Colorectal cancer in the mother linked to adverse pregnancy outcome
In a nationwide Swedish study of 207 births to women with an earlier diagnosis of colorectal cancer (CRC), researchers found an increased risk of both maternal and neonatal adverse outcomes. The study was published in eClinicalMedicine and is a collaboration between Washington University in St Louis and Karolinska Institutet.
Early-onset colorectal cancer (diagnosed before age 50) has risen worldwide, leaving more women at reproductive age post-colorectal cancer diagnosis. Studies of pregnancy and neonatal birth outcomes in cancer survivors have been focused on adolescent and young adult cancers and cancers of the female reproductive organs, with little attention to colorectal cancer.
In a nationwide Swedish study of 207 births in women with early-onset colorectal cancer and 1019 births in matched controls, the team discovered 2.5-fold higher odds of pre-eclampsia and a 79% increased odds of emergency Cesarean delivery in women with early-onset colorectal cancer compared to women without prior colorectal cancer.

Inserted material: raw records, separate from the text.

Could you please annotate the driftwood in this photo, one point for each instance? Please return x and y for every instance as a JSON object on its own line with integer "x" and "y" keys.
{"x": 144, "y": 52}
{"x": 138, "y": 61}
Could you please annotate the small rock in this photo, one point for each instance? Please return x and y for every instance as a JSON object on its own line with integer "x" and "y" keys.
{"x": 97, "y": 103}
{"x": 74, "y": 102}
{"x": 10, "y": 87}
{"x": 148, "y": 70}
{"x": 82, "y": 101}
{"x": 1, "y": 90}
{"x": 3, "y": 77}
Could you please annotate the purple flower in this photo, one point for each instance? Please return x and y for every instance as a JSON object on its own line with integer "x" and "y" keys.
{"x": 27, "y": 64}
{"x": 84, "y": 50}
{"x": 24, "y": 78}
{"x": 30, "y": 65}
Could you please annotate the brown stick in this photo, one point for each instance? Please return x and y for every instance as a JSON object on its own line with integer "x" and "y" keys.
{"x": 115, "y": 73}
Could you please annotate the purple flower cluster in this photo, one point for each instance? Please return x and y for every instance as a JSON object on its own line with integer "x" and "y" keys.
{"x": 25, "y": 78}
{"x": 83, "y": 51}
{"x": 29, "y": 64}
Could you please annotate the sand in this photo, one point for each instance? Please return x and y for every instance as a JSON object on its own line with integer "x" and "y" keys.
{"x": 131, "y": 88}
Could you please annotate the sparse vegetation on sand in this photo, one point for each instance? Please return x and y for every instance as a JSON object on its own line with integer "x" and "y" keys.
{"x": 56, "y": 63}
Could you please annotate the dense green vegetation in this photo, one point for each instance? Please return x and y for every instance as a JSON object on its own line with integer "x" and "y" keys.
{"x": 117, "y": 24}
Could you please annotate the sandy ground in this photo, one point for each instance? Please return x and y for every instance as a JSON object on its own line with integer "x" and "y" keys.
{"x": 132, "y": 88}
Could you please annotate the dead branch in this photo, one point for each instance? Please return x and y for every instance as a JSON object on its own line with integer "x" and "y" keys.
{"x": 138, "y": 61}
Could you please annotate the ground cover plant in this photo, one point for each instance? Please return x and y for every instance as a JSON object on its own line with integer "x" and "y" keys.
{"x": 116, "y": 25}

“Our work is important as the first nationwide study assessing pregnancy and neonatal outcomes in women with early-onset colorectal cancer”, says lead author Dr. Yin Cao, ScD, MPH, Associate Professor of Surgery and Medicine from Washington University School of Medicine in St. Louis, United States. “The findings of our study provide crucial evidence to support the clinical management of women with this condition during their reproductive years.”
Outcomes for the baby
The researchers also explored neonatal outcomes. Colorectal cancer was associated with a 2.3-fold higher odds of preterm birth, which was particularly pronounced for medically induced preterm birth. “Of note, we however found no increased odds of congenital malformations, infant low Apgar score, or small for gestational age birth in women with colorectal cancer,” says corresponding author Professor Jonas F Ludvigsson, pediatrician at Örebro University Hospital, and Professor at the Department of Medical Epidemiology and Biostatistics, Karolinska Institutet.

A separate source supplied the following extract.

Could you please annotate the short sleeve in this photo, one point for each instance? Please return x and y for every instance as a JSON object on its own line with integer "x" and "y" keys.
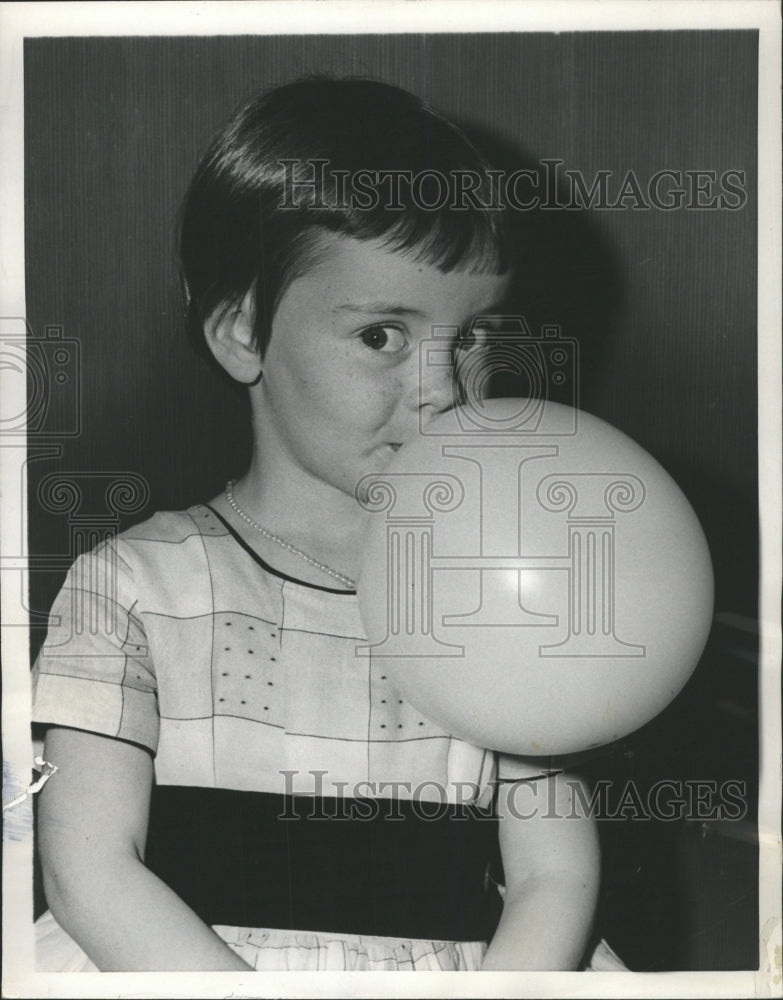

“We leveraged high-quality register-based data from Sweden of all births to women 1992-2019 with an earlier record of colorectal cancer”, adds Ludvigsson. “I am intrigued by the finding that when we compared women with colorectal cancer to their siblings, the association with adverse pregnancy outcome vanished, suggesting that shared risk factors for factors important in pregnancy/childbirth and colorectal cancer may play a role here.”
“To date, clinical guidelines for colorectal cancer have not yet included specific recommendations for managing reproductive outcomes of female survivors”, says Cao. “Our study underscores the importance of incorporating such considerations into cancer survivorship guidelines, particularly with respect to pregnancy and neonatal outcomes”.
Funding
US National Institutes of Health, the National Cancer Institute, Swedish Cancer Foundation, Swedish Society of Medicine
Conflicts of interest
Dr Ludvigsson has coordinated a study on behalf of the Swedish IBD quality register (SWIBREG). That study received funding from Janssen Corporation. The other authors declare no conflict of interest. YC has served as a consultant for Geneoscopy outside the submitted work.